Norman Osborn : l’ennemi qui vieillit aussi
Un mot sur le traitement du Bouffon Vert, parce qu’il mérité son propre paragraphe. Norman Osborn devient une figure tragique — un homme piege dans une obsession qui a dévoré sa vie. Leur rivalite, étalée sur des décennies, prend une dimension que les comics mensuels ne peuvent jamais atteindre.
Pourquoi c’est un chef-d’oeuvre
Life Story aborde des thèmes que le genre evite comme la peste :
- Le vieillissement — A 25 ans, enfiler le costume c’est de l’héroïsme. A 60, c’est tragique.
- La mortalité — Les gens meurent. Et ils ne reviennent pas.
- L’héritage — Que signifie être un héros sur le long terme ? La responsabilite a-t-elle une date de péremption ?

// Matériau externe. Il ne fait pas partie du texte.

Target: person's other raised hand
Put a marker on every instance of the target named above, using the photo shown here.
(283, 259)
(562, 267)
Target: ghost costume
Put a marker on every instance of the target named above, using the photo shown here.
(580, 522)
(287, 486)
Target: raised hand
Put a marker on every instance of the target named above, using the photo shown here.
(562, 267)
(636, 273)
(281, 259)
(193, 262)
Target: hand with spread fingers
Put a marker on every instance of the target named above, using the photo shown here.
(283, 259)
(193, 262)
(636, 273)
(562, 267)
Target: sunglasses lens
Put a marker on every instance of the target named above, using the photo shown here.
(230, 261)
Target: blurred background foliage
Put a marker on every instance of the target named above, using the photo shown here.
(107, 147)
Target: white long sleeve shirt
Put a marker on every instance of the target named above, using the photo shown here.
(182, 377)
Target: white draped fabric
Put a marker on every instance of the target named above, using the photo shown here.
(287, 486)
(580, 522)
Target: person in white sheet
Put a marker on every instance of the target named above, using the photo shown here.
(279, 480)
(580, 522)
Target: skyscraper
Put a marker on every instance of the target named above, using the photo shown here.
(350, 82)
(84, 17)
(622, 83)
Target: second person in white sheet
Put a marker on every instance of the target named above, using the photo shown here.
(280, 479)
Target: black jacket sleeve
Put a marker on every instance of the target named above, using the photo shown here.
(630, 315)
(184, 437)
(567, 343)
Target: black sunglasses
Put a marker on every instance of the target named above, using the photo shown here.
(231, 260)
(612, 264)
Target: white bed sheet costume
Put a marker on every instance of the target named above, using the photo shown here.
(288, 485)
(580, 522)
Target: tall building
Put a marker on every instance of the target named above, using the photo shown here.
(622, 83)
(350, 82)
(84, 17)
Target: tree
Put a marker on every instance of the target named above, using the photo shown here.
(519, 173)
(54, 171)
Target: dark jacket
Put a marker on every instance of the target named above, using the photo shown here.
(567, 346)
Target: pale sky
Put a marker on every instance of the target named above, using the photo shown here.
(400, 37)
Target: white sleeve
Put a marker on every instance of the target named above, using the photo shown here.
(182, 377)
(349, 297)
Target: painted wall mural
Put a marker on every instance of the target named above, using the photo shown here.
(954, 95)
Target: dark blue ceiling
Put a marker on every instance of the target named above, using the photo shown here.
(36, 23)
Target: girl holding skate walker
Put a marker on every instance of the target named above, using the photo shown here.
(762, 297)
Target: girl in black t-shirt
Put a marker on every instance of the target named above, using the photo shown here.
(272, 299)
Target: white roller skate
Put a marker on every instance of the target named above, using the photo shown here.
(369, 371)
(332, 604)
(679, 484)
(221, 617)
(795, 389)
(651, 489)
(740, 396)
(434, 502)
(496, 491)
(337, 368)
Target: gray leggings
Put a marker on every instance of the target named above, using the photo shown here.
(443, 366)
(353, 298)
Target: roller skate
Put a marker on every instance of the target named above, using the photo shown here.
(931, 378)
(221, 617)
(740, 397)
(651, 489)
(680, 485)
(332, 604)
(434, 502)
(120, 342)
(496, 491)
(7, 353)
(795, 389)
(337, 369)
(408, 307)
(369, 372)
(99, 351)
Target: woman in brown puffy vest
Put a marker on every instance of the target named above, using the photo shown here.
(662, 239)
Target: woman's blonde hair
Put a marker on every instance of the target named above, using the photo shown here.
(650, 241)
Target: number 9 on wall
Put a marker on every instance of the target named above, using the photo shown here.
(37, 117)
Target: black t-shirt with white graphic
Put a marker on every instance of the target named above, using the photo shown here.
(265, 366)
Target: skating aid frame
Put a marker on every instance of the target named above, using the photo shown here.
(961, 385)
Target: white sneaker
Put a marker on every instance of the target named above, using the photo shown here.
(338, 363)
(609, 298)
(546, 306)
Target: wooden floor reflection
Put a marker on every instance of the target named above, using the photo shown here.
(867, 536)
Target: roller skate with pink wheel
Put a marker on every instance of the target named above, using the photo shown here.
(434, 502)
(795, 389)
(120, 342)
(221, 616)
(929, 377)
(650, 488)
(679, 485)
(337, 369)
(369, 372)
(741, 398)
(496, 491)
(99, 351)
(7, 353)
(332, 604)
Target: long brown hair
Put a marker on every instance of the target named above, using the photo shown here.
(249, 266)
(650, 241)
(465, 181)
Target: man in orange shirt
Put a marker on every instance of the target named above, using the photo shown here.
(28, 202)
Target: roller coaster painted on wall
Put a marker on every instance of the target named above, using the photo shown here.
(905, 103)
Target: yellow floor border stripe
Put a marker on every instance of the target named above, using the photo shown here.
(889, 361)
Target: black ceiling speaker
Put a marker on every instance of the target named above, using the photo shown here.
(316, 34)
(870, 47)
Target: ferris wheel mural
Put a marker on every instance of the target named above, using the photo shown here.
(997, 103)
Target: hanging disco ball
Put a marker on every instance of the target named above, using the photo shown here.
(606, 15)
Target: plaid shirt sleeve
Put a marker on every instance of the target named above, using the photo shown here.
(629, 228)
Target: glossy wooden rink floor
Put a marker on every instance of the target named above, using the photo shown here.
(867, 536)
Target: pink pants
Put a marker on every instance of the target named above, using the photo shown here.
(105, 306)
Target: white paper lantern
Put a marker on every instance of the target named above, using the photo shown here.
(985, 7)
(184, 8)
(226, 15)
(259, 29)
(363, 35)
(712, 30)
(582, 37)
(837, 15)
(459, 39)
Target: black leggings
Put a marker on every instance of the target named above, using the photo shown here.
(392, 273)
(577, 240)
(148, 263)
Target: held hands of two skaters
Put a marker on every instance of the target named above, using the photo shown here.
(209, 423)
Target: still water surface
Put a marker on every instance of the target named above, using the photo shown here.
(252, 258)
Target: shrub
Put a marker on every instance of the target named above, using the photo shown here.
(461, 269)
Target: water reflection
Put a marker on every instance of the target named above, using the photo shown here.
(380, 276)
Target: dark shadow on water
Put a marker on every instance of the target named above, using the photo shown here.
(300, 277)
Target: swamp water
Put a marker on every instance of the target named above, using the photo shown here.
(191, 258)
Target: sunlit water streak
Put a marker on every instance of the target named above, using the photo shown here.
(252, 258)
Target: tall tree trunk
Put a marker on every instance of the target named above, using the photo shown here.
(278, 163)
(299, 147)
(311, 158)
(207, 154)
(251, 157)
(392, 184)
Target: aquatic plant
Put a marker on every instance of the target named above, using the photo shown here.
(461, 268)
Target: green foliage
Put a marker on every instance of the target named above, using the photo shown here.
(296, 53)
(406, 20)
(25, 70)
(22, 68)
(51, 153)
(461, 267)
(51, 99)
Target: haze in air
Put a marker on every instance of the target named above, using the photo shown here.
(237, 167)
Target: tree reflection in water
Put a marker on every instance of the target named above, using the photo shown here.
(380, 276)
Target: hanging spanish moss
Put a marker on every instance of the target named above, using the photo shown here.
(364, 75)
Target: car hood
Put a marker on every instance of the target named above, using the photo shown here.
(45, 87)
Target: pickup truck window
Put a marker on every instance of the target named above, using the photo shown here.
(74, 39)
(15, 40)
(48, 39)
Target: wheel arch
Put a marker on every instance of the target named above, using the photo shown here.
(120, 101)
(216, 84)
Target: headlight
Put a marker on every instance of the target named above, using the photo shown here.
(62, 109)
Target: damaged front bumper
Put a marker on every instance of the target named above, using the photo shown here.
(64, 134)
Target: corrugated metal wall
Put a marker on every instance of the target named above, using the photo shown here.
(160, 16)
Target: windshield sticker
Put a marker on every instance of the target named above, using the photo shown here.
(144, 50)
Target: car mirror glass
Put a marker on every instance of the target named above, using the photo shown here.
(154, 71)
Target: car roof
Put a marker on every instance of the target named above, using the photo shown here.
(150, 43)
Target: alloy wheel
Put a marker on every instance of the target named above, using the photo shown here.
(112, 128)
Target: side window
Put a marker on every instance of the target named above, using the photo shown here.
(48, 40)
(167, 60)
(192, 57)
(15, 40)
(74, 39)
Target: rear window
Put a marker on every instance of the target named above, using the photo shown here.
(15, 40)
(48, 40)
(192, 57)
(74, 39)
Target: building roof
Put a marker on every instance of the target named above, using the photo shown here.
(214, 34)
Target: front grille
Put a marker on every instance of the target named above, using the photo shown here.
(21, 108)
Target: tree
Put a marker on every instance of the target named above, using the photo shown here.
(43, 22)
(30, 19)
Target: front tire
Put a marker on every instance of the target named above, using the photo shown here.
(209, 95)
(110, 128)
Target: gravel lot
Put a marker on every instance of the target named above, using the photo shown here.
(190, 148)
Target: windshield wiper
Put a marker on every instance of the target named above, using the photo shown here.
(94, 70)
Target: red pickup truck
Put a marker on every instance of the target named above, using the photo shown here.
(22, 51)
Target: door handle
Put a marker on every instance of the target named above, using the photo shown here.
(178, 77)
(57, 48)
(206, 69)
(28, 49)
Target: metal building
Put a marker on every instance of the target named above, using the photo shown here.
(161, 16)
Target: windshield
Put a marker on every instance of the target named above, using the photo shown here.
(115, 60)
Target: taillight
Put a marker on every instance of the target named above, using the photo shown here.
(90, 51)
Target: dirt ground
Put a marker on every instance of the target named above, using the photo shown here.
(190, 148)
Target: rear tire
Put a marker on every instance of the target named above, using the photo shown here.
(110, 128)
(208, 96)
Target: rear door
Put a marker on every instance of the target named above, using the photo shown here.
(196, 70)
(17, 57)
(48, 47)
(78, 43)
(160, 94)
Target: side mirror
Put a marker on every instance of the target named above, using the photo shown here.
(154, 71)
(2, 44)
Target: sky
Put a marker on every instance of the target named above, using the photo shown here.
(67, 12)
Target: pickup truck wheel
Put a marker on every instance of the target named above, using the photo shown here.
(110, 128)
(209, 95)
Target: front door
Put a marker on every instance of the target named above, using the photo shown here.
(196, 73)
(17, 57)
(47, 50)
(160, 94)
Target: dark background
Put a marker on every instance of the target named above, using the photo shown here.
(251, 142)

Six numeros, pas un de trop. Dans un marche Marvel qui noie chaque événement sous quinze tie-ins, Life Story fait figure d’anomalie bienheureuse. Un debut, un milieu, une fin. Du recit pur.
Notre verdict
Chef-d’oeuvre
La meilleure histoire de Spider-Man. Le genre de comics qui rappelle pourquoi on aime ce médium.
Points forts
- Scénario d’une maturité et d’une profondeur exceptionnelles
- Peter Parker enfin traite comme un personnage qui évolue
- Dessin de Bagley au sommet, colorisation de Martin impeccable
- Format 6 numeros : dense, complet, sans gras
- Accessible aux debutants comme aux fans
Points faibles
- Aucun. Serieusement.
Pour qui ?
| Profil | Verdict |
|---|---|
| Fan de Spider-Man | Le meilleur recit de Peter Parker. Pas discutable. |
| Lecteur de comics | Le comics qui prouve que les super-héros peuvent être de la littérature. |
| Nouveau lecteur | Aucune connaissance prealable nécessaire. Point d’entree ideal. |
| Non-lecteur de comics | Si vous ne devez lire qu’un seul comics dans votre vie, c’est celui-ci. |
Spider-Man : Life Story — Marvel Comics / Panini Comics, intégrale 168 pages couleur, 19,00 EUR. Scénario : Chip Zdarsky. Dessin : Mark Bagley. Couleurs : Frank Martin.
Questions frequentes
Faut-il connaitre Spider-Man pour lire Life Story ?
Non. L’histoire est auto-suffisante et accessible aux nouveaux lecteurs. Les fans de longue date apprecieront les références aux arcs classiques (mort de Gwen Stacy, symbiote, Kraven), mais elles ne sont jamais indispensables a la comprehension.
Combien de numeros compte Spider-Man Life Story ?
Six numeros, disponibles en intégrale chez Panini Comics (168 pages, 19 EUR). Chaque numero couvre une décennie de la vie de Peter Parker, de 1966 a 2019. C’est une histoire complete avec un debut et une fin.
Spider-Man Life Story est-il vraiment le meilleur comics Spider-Man ?
C’est un des rares comics Spider-Man a recevoir des notes parfaites de la critique. Chip Zdarsky réussit a faire ce que les comics mensuels ne peuvent pas : donner du poids au temps qui passe. Pour beaucoup, c’est le recit définitif de Peter Parker.